Being circumcised was especially important because it marked them as “sons of Abraham,” and part of the family covenant. To them, it undermined God’s covenant with Abraham to extend it to others who had not become full proselytes to Judaism.
Interestingly, Paul does not say that a person doesn’t need to be a son of Abraham to be saved. Rather, he deals with this issue by redefining what a “son of Abraham” is, by stretching the definition to include the Gentiles, the very group not included in the definition of a “son of Abraham”!
He points out that Abraham himself was a Gentile, and that God’s promise was given to him because of his faith, before he was circumcised. He says,
Is this blessedness only for the circumcised, or also for the uncircumcised? We have been saying that Abraham’s faith was credited to him as righteousness. Under what circumstances was it credited? Was it after he was circumcised, or before? It was not after, but before! And he received the sign of circumcision, a seal of the righteousness that he had by faith while he was still uncircumcised. So then, he is the father of all who believe but have not been circumcised, in order that righteousness might be credited to them. Romans 4:9-11
In Galatians, Paul makes a similar point:
Even so Abraham believed God, and it was reckoned to him as righteousness. Therefore, be sure that it is those who are of faith who are sons of Abraham. The Scripture, foreseeing that God would justify the Gentiles by faith, preached the gospel beforehand to Abraham, saying, “All the nations (Gentiles, goyim) will be blessed through you.” Galatians 3:7
Paul is interpreting the words of God’s promise to Abraham to say that He would bless the goyim, (meaning both “nations” and “Gentiles”) through him. He is pointing out that God’s blessings are not just for his biological descendants who were circumcised, but also for the Gentiles of the world, but yet they still come through Abraham. From this, Paul can conclude that Gentile believers in God are true sons of Abraham. In his words from Galatians 3:28-29 he concludes,
There is neither Jew nor Greek, slave nor free, male nor female, for you are all one in Christ Jesus. If you belong to Christ, then you are Abraham’s descendents, and heirs according to the promise.
Dero says
thses insights are Very clear and very true. Now how does this understanding affect jews who do not believe in Jesus Christ…are the heirs according to the promise?
julio says
I love how Paul demolishes the arguments of those who would add other requirements for salvation by using scriptures.
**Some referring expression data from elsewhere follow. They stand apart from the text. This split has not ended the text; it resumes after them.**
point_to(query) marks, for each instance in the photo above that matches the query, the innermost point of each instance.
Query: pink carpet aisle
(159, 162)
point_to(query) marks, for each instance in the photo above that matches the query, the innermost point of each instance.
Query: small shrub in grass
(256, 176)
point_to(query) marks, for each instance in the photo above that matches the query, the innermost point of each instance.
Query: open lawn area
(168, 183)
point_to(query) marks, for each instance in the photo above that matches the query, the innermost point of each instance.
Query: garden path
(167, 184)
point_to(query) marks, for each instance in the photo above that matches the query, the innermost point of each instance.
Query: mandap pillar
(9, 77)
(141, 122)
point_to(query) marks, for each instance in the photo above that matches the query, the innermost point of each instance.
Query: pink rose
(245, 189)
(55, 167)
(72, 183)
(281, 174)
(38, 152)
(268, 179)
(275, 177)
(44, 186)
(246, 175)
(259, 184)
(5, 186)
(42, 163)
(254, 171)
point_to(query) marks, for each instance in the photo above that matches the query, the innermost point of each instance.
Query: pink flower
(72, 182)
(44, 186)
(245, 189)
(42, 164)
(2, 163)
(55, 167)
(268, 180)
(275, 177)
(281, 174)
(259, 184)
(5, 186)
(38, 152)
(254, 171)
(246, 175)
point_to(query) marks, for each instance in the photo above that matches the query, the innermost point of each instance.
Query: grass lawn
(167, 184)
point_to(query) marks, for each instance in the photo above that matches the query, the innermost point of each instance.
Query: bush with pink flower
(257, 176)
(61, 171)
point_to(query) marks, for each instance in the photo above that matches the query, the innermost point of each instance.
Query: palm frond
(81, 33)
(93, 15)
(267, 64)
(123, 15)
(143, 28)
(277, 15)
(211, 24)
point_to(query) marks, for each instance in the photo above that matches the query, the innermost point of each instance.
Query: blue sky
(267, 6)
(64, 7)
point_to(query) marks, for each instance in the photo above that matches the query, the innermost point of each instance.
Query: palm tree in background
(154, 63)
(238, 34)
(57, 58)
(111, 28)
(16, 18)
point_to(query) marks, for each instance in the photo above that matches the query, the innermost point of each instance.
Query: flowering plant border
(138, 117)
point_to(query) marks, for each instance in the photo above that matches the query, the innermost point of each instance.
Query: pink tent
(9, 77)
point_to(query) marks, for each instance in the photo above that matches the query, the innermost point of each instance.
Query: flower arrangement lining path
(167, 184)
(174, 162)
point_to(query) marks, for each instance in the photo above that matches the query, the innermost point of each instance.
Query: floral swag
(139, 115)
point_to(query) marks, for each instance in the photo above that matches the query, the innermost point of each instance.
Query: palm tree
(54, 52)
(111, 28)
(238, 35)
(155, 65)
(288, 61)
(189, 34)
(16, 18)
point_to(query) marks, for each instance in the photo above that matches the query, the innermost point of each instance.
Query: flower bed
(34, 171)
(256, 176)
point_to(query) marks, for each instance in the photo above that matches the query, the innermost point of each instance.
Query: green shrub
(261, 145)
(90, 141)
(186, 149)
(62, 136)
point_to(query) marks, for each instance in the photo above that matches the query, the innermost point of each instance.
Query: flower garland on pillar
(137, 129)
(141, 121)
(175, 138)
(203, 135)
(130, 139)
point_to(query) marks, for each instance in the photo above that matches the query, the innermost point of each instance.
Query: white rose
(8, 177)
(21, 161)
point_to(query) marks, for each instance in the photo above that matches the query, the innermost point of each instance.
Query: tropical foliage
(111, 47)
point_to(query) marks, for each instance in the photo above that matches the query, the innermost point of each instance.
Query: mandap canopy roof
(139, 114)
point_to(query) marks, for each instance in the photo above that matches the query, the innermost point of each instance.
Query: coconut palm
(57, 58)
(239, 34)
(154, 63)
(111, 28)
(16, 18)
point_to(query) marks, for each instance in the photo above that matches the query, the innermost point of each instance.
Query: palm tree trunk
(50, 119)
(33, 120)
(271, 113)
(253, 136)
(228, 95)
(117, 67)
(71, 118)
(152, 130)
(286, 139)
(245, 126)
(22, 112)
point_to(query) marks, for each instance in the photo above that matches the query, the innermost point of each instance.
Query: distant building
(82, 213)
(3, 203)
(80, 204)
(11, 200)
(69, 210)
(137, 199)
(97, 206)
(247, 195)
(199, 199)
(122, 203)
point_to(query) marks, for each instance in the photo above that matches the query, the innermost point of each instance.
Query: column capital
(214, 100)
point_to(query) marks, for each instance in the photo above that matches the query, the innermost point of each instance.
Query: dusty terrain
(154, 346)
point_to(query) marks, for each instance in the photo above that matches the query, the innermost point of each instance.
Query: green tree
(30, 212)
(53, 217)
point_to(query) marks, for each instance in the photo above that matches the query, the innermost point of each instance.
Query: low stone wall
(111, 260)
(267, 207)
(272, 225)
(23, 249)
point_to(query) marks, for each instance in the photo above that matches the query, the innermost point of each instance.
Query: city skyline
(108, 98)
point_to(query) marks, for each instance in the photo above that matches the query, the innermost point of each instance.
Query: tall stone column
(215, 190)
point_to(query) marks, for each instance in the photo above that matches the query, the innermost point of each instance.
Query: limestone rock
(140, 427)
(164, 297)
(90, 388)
I also am thankful that you can stick to what is the specific discussion of every particular scripture and bring understanding from it.
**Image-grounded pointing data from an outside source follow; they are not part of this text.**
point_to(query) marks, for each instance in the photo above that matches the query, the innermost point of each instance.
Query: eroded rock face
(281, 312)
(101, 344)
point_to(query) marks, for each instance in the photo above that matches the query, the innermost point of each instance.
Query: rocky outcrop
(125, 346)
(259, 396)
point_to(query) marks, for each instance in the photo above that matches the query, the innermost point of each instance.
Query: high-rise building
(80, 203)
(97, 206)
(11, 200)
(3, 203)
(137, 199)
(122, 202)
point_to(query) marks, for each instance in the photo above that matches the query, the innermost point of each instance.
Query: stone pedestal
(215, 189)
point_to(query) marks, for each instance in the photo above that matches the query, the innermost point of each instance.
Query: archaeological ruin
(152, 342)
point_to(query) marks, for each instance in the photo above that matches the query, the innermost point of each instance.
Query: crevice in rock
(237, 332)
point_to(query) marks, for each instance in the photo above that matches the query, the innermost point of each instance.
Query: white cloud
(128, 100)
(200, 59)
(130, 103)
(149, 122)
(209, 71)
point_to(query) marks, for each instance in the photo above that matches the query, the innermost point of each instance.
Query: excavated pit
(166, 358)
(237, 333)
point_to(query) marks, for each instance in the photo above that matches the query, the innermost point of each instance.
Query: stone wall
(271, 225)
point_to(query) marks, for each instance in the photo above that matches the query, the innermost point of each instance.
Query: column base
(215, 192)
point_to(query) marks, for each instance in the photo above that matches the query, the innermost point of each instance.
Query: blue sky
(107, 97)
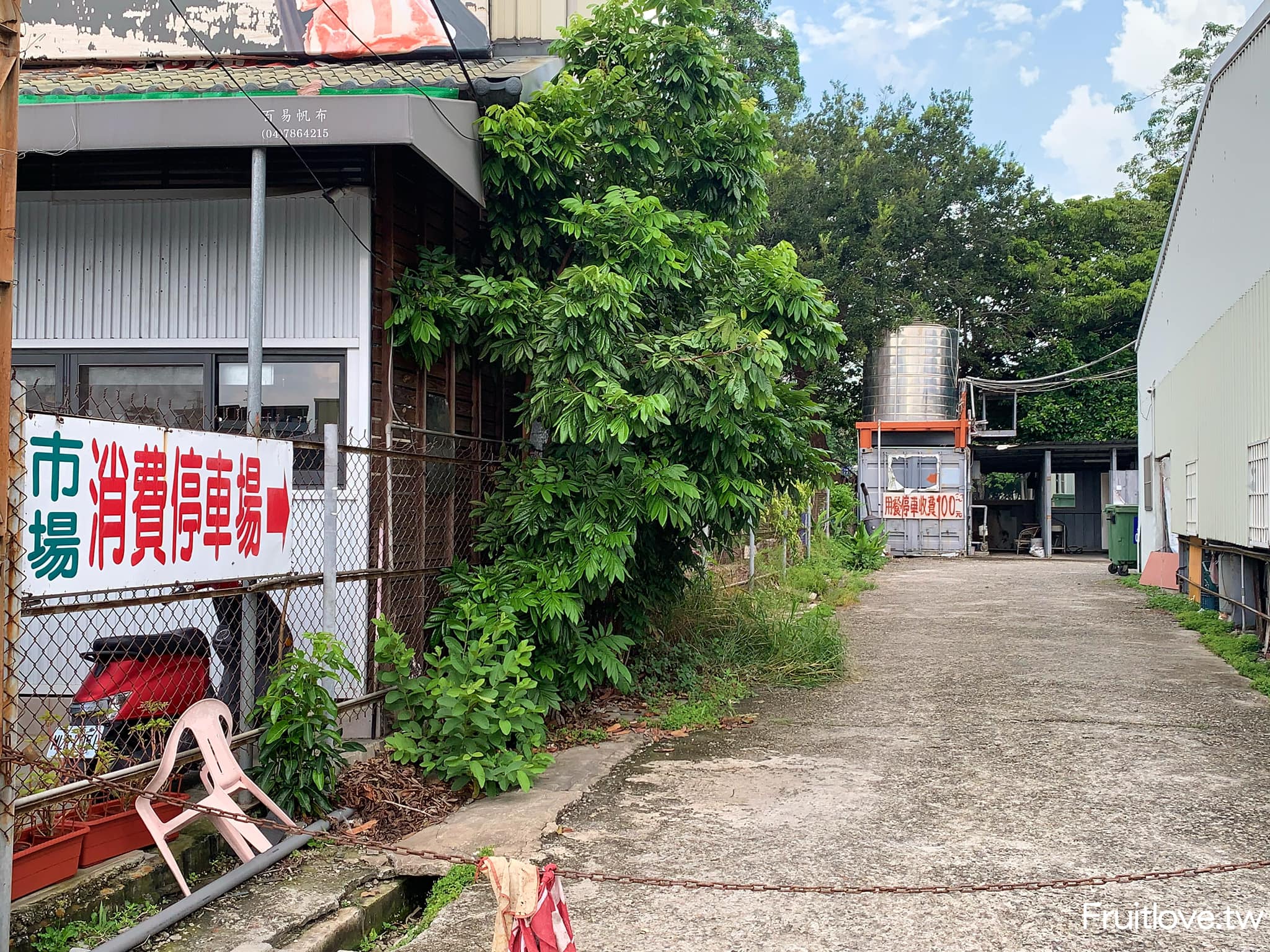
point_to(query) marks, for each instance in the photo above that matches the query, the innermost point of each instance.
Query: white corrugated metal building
(1203, 347)
(133, 239)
Thank you for dceepening our insights of the Bible.
Katrina says
The importance of family in the Old Testament is an amazing thing. Everyone had incredible dedication to their family and never got sick of them as we do these days. A family wasn’t only a group of people which you lived with and took care of, but also your legacy. Personally, I think that it would be scary to live in a time where I was who my family was. You wouldn’t have any say in the matter and would simply follow after everyone else. I really enjoyed this article and loved all of the insight. The circumcision information was also interesting. It was a requirement and a sign to be in God’s family in a way. It was how you joined the legacy. However, later on, this sign got many people punished by worldly rulers. The family is an incredible gift.
Ajetomiwa says
I don’t want the story to end. It got me feeling Jesus is present with me for the first time in my life
Ajetomiwa says
Please guide me to subsequent related article
Lois Tverberg says
I wrote an extensive chapter (ch. 6) in Reading the Bible with Rabbi Jesus.